Смекни!
smekni.com

Творчество М.М. Зощенко (стр. 5 из 7)

В самом деле, сравнительно легко было скопировать бросающиеся в глаза лексические искажения и обильное употребление просторечной лексики, встречающиеся, к примеру, в “Стакан” (“пущай”, “ихний”, “надуло фотографическую карточку”, “слимонить” и т. д.). Не намного труднее было скопировать и зощенковские искажения морфологических форм, такие, как в рассказах “Счастливое детство” или “Актер” (“'Вот, думаю, какая парнишечка попалась” или “Ничего в этом нет выдающего”). И выражения типа “родной родственник” (“Родственник”) и “расстраиваться по мелким пустякам” (“Нервные люди”) также можно было встретить не только у Зощенко: тавтология всегда была одним из приемов высмеивания косноязычия героя. Не было новым, конечно же, и переосмысление отдельных слов в духе “народной этимологии”, скажем, в раннем рассказе “Веселая жизнь”, где о знакомстве генерала Тананы с циркачкой Зюзиль сообщалось следующим образом:

“— Имею,— говорит,— честь отрекомендоваться,—военный генерал Петр Петрович Танана. Давеча сидел в первом ряду кресел и видел всю подноготную. Я, военный генерал, восхищен и очарован. Ваша любовь, мои же деньги,— не желаете ли проехаться на Кавказ?”
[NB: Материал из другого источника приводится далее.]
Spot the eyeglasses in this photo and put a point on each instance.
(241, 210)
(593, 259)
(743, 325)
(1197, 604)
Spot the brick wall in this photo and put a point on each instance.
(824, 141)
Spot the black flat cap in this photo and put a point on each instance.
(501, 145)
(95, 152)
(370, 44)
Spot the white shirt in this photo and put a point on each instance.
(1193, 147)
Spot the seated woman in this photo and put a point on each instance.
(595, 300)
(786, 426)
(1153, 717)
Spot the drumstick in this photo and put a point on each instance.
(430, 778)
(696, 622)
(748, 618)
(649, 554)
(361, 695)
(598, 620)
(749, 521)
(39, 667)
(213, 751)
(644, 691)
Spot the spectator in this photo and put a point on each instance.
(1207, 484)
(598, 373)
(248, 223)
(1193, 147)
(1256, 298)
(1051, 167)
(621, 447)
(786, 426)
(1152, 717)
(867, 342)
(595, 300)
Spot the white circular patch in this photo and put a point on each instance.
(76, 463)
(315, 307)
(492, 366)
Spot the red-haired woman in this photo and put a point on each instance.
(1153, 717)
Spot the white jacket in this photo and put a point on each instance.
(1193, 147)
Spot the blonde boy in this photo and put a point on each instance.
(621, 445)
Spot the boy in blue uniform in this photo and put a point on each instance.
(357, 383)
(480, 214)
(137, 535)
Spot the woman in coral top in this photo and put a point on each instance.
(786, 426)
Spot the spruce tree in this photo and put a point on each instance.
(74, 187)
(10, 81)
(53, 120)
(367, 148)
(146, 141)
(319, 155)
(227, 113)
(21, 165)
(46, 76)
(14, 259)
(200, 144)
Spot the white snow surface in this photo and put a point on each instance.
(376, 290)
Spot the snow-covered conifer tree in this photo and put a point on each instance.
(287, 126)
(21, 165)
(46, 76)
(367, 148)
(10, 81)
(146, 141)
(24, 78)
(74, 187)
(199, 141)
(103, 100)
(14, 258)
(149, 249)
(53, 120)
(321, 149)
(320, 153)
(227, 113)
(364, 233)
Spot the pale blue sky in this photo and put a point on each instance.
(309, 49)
В конце концов, “подноготная” Зощенко в принципе ничуть не новее лесковских “долбицы умножения”, “мелкоскопа” или “клеветона”!

Сложнее было включить отдельные приемы достижения комического, в том числе и “народную этимологию”, в тот общий, широкий отчетливо иронический контекст, в которой они не только сами приобретали неожиданное звучание, но и оказывали известное воздействие на восприятие окружающих, казалось бы нейтральных, слов и фраз.

Язык Зощенко представляет сложный сплав: комизм индивидуального, комизм речи недалекого рассказчика сливается с отношением писателя к своему герою как к выразителю определенных социальных взглядов. И общий иронический тон повествования создается при этом не только за счет очевидных потуг рассказчика на “интеллигентность” сказа. Языковой комизм выступает нередко и в. более сложных формах.

Очень часто комический эффект достигается за счет буквального восприятия рассказчиком иронической реплики собеседника:

“За тридцать рублей,— говорит, — могу вас устроить в ванной комнате... Хотите,— говорит,— напустите полную ванну воды и ныряйте себе хоть целый день.

Я говорю:

— Я, дорогой товарищ, не рыба. Я,—говорю,— не нуждаюсь нырять. Мне бы,— говорю,—на суше пожить...” (“Кризис”).

Нередко комическое рождается за счет постановки в одном ряду (часто даже в одном предложении!), казалось бы, несопоставимых предметов:

“Товарищ Барбарисов был настоящий герой. Бился на всех фронтах. И завсегда при мирном строительстве всех срамил за мелкие мещанские интересы и за невзнос квартирной платы” (“Мелкота”).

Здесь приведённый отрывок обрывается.